President Tokayev called on the SCO member states to expand economic cooperation and focus on the transit-transport sphere, food, and energy security.
In terms of logistical interconnectivity, Tokayev noted the big potential of the China-Europe route and the Trans-Caspian international transport route. He also said Kazakhstan supports the efforts to expand transport routes between Central Asia and South Asia and to develop North-South and East-West trans-Eurasian corridors.
Samarkand summit of the Organization of Turkic States
The summit of the Organization of Turkic States leaders kicked off on Nov. 11 in Samarkand. The organization’s four founding member states are Azerbaijan, Kazakhstan, Kyrgyzstan, and Türkiye. Uzbekistan joined as a full member in October 2019. Hungary received observer status at the organization in September 2018, and Turkmenistan became an observer member in November 2021.
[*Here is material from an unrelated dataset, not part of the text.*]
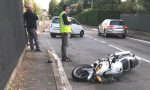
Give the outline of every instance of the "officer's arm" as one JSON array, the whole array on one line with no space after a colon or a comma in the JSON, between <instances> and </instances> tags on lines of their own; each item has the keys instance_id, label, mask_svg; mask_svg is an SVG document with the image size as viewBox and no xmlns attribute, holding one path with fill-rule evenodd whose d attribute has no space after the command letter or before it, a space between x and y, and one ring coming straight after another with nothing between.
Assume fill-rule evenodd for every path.
<instances>
[{"instance_id":1,"label":"officer's arm","mask_svg":"<svg viewBox=\"0 0 150 90\"><path fill-rule=\"evenodd\" d=\"M36 14L34 14L34 13L32 13L32 17L34 18L34 20L38 20L39 19L38 16Z\"/></svg>"},{"instance_id":2,"label":"officer's arm","mask_svg":"<svg viewBox=\"0 0 150 90\"><path fill-rule=\"evenodd\" d=\"M68 21L68 18L67 18L67 14L63 14L62 18L63 18L64 25L70 25L70 22Z\"/></svg>"}]
</instances>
The summit adopted a five-year strategy.
“Actively participating in addressing the issues of regional and global agenda, we should become a powerful and influential force. The current geopolitical and geo-economic contradictions negatively impact the Eurasian continent’s economy and transport and logistics system. We must show solidarity to confront all challenges and threats jointly,” said Tokayev, addressing the summit.